Queensland has passed legislation which brings real time prescription monitoring one step closer in the state
The Queensland Parliament has passed the Medicines and Poisons Act and the Therapeutic Goods Act, following a discussion in Parliament of issues around opioids and other drugs of concern.
Brittany Lauga, ALP member for Keppel, spoke in support of the bill, pointing out that the real time monitoring scheme will “essentially align with other jurisdictions” and will cover all S8s and some high-risk S4s such as Valium, codeine and Stilnox.
“I was speaking to two pharmacists at the chemist recently and they told me that they are very pleased with the proposed changes to implement real-time prescription monitoring for schedule 8 medicines and also the higher risk schedule 4 medicines,” Ms Lauga told State Parliament.
“Pharmacist Cindy told me that she regularly sees people with multiple prescriptions for schedules 4 and 8 drugs who have doctor-shopped to get the prescription and she agrees that these new measures will put a stop to not only the abuse of these medications but also the use of these medications in the cooking of illicit drugs.”
Dr Christian Rowan, Liberal National Party member for Moggill, said the LNP had concerns about some aspects of the bill, but took the time to state his support for real time monitoring, calling it “crucially important” in addressing the rates of overdose where opioids, anticonvulsant medicines and antipsychotics have played a role.

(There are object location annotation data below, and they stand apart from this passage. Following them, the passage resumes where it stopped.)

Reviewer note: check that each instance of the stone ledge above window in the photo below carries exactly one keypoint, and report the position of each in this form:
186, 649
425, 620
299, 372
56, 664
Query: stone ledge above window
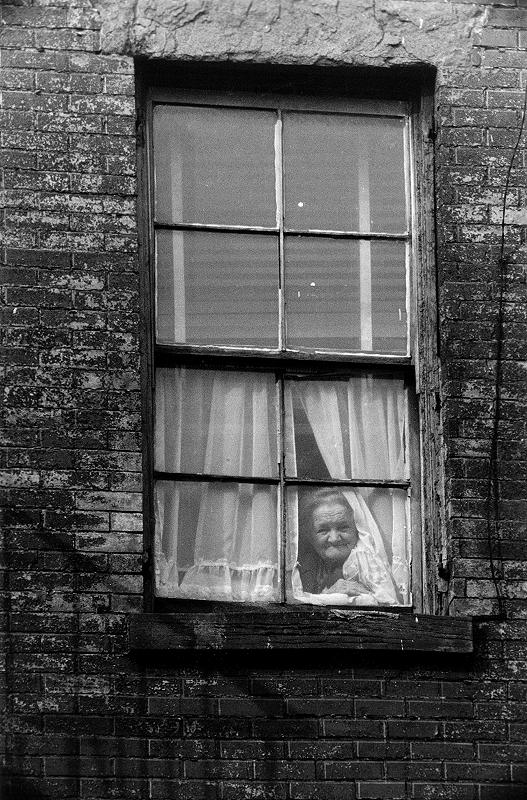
260, 628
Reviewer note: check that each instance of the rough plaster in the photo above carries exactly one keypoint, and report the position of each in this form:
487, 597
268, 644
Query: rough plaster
333, 32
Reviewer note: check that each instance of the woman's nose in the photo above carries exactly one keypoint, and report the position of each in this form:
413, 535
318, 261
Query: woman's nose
333, 535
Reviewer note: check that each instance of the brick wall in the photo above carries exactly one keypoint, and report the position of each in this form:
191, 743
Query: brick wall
83, 717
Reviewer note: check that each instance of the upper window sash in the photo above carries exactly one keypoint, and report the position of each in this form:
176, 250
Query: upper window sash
287, 236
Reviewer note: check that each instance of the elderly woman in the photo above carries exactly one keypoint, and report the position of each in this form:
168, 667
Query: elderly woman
341, 558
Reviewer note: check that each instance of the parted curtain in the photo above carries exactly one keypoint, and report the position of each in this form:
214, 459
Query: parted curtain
220, 540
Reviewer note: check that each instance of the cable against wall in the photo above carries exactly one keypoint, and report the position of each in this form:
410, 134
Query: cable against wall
493, 485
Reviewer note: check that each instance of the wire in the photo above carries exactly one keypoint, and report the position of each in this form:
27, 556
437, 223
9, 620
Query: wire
493, 486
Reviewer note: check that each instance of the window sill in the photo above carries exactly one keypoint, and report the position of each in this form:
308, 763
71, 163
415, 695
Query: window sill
264, 628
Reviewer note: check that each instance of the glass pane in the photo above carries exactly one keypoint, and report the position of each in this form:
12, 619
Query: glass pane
217, 288
346, 429
322, 293
345, 294
388, 297
218, 423
216, 541
214, 165
347, 546
344, 173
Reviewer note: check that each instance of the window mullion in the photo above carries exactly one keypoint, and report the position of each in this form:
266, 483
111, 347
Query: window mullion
279, 168
282, 541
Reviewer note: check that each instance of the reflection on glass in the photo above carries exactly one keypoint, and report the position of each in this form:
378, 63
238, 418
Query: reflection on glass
348, 546
343, 429
214, 165
345, 294
344, 172
216, 422
217, 288
216, 541
388, 297
322, 293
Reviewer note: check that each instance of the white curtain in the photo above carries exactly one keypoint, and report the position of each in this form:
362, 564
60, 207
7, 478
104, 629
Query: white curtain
216, 540
358, 426
219, 540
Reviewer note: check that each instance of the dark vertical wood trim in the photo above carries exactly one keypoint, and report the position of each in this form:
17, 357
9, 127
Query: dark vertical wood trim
146, 331
427, 361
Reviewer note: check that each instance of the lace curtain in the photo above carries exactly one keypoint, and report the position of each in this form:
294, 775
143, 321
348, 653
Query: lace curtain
220, 540
359, 427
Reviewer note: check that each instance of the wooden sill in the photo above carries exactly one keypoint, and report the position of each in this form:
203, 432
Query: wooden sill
264, 628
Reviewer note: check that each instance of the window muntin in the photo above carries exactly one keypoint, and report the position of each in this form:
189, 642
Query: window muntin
327, 277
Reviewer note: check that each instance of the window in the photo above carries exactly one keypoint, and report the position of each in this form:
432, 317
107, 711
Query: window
285, 465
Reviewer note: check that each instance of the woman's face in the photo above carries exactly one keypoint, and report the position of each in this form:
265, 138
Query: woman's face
334, 533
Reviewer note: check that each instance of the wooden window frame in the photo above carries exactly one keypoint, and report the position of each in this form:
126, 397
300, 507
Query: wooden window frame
282, 619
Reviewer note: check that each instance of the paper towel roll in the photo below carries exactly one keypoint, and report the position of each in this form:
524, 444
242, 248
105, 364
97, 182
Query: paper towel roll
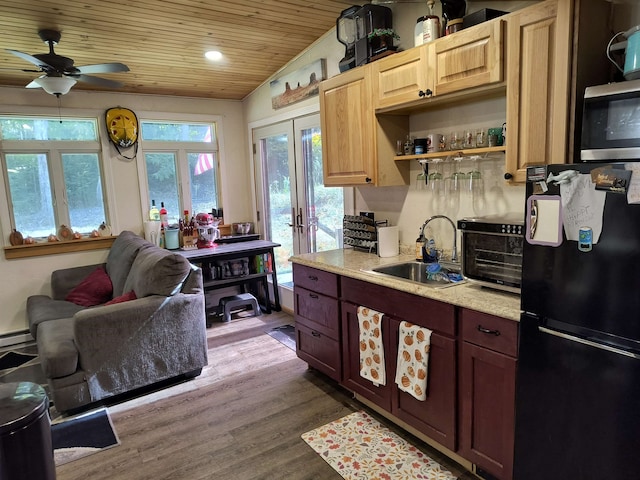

“That being said, whilst the benefits of real-time monitoring can literally save lives, the implementation of such a system must be appropriate with proper consultation whilst also recognising that supply reduction strategies are not the only single solution,” he said.
“As a specialist physician registered with AHPRA in addiction medicine, I can attest to the fact that it is only an investment in a balanced approach of supply reduction, demand reduction and harm minimisation that reduces the prevalence and harms of alcohol, tobacco and other drugs.”
He said it is “vitally important that there is a further investment in alcohol, tobacco and other drug services across Queensland to deal with a range of substance dependency disorders”.
“Whilst supply reduction and identification of at-risk patients via a real-time monitoring system is important, access and availability of treatment services is also just as vitally important. Limited access to treatment in many communities across Queensland means that there are many Queenslanders who are not getting access to evidence based care and treatment for substance dependency disorders.”
Queensland Minister for Health and Ambulance Services Steven Miles said once introduced, the monitored medicines database would provide life-saving benefits by assisting doctors when prescribing dependence-forming medicines, minimising over-prescription and reducing doctor shopping.
“I made a commitment to deliver a real-time prescription monitoring system in Queensland in 2020, and passing these Bills is the first major milestone in that process,” Mr Miles said.
The Pharmacy Guild welcomed the passage of the Bill, saying it has long supported and called for the introduction of real time recording.
The Queensland decision is a “common sense move,” it says, which will benefit vulnerable patients.
Queensland Branch President and National Senior Vice President Trent Twomey said real-time monitoring enabled pharmacists to identify and support patients at risk of dependence and also to counter attempts at doctor shopping.
“The Guild welcomes the Queensland Government’s commitment and action to progress the introduction of real-time prescription monitoring in this State,” he said.
“We will continue to work closely with the Government on the introduction of this system to ensure maximum outcomes for patients.
“We also commend Minister Miles for his efforts in driving the introduction of this important system,” Mr Twomey said.
The real-time prescription monitoring system is scheduled to be available for use by Queensland prescribers and pharmacists in the second half of 2020.
Establishing real-time prescription monitoring will meet a recommendation of the Queensland Health Ombudsman’s 2016 report, ‘Undoing the knots constraining medicine regulation in Queensland’ and a commitment made by the Minister for Health and Minister for Ambulance Services to the COAG Health Council in April 2018 to establish the system in 2020.
According to the State Government, the new Medicines and Poisons Framework is set to:
- allow more effective monitoring of medicines, poisons and therapeutic goods;
- streamline prescribing of medicinal cannabis by enabling non-specialist medical practitioners to prescribe without the need for approval from Queensland Health, eliminating duplication with the Commonwealth approval process;
- ensure Queensland Health will better be able to respond to new or emerging substances that are unregulated;
- improve Queensland Health’s ability to monitor and respond to health risks, and enable the chief executive to make emergency orders, emerging risk declarations, recall orders and public warnings;
- provide improved certainty and safety for manufacturers and consumers;
- simplify licencing requirements;
- improve national uniformity by aligning key terminology with the Commonwealth Poisons Standards.